O CASULO
Fechei-me dentro de mim e deixei que uma hecatombe de recordações me soterrasse. Fiquei surpreendida de não ter visto uma única recordação boa. Que teria acontecido? Nesta altura o mal que me faziam era mais significativo. É normal que tivesse ficado em destaque na minha memória para sempre. Remexi nas cinzas do passado e acabei por encontrar algumas coisas boas. Devem ter sido estas coisas boas que evitaram o meu naufrágio.
Lembro-me perfeitamente que sempre tive memória de elefante e ainda hoje recordo as coisas antigas como se estivesse assistindo a um filme na pantalha da vida, com uma nitidez impressionante. Já as mais recentes, esqueço com facilidade.
De qualquer modo, o facto de estar viva é uma coisa boa, a vida é uma benção. Que me importa agora o que me fizeram no passado? Quando eu era criança, cometiam-se atrocidades, estou a falar de crimes que eram praticados como se fossem coisas normais. Ainda bem que esses crimes, hoje têm nome e são punidos pela lei para salvaguarda de crianças inocentes. As crianças são todas inocentes, são crianças.

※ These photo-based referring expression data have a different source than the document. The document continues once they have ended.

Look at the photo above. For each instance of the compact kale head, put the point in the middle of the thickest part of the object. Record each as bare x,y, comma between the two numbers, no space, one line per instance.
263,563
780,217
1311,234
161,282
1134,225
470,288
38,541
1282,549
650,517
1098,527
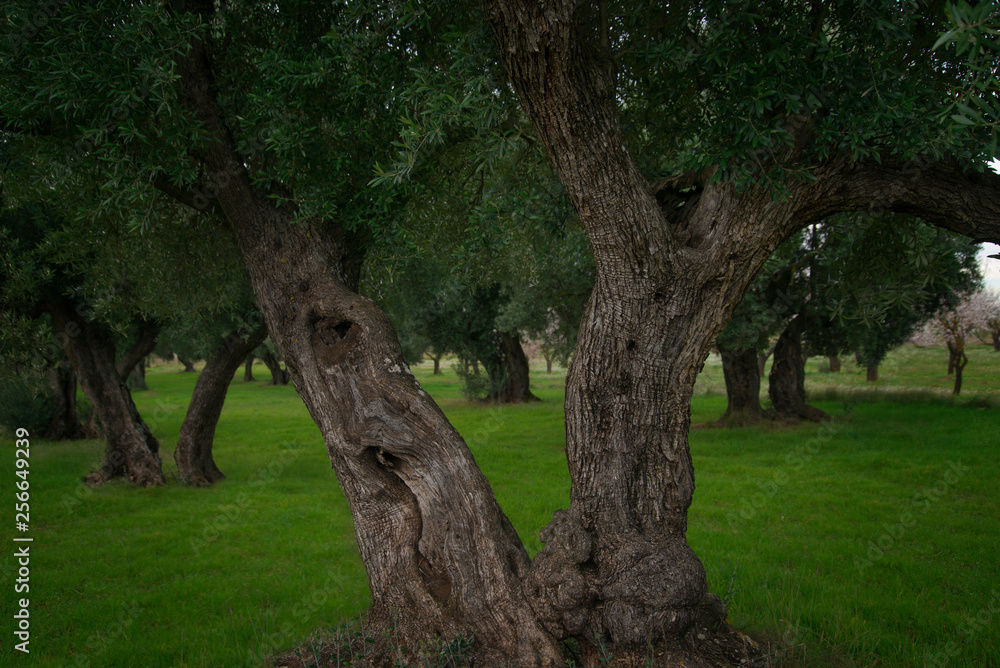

Fui obrigada a crescer num mundo só meu que eu mesma construí, circundado por muros de betão armado. Não queria deixar entrar o mal, ilusão de garota inocente e ingénua, esse mal que me acorrentou a uma mentira vil e infame e só me largou, já na idade adulta, no dia que tive coragem de derrubar os meus medos e as minhas fragilidades e rebentar as correntes enfrentando os meus agressores.
Vivi durante longo tempo acompanhada pela raiva, pela revolta e pela busca incessante de mim própria. Esta era uma batalha secreta que eu travava comigo dentro de mim. Queria saber quem era, donde tinha vindo, para onde ia e porque tinha vindo. Eu não me identificava com nada, o que fazia parte do meu círculo era tudo demasiado comezinho. Sentia-me um alienígena largado numa selva, num habitat completamente hostil. Contudo, eu sabia que iria curar todas as minhas mazelas. Eu sarei as minhas feridas e hoje podem chover picaretas, porque não me derrubam nem metem medo.
Perdoei os meus abusadores, abusadores são todos aqueles que maltratam, infringem e desrespeitam os direitos de outrem. Reconciliei-me com o meu passado, a raiva deu lugar ao amor e a revolta ao apaziguamento.
Aprendi a amar toda a gente incluindo os que me fizeram mal, embora não consiga sentir proximidade, como se existisse um fosso de permeio mas o amor e o carinho que ponho em tudo é genuíno em mim.
Estou grata á vida e a Deus que me deu força e coragem para me reconstruír, colocando ao meu dispor sólidos materiais que pacientemente ia adquirindo e proporcionando-me as ferramentas adequadas, ganhas nos vários desafios.
Jamais farei aos outros o que me fizeram a mim. Evoluí, criando uma mente aberta e uma postura dinâmica e generosa, mas também me tornei mais cautelosa, como se estivesse sempre na defensiva, esperando um ataque a qualquer momento.
Nunca se deixem contaminar pelo mal. Embora muitas vezes pareça ser o caminho mais fácil, não compensa, corrói. Lutem e não deixem que vos tornem pessoas amargas. Um dia o casulo romper-se-á e sairá uma linda borboleta. Sabem qual o meu doce preferido? Arroz doce! Um doce simples e bem docinho, tal como eu!
O que não nos acrescenta, não nos faz falta, é como se não existisse. Não deixem que vos tirem a paz e roubem a vossa idiossincrasia. Mantenham-se firmes, o dia do juízo final chegará!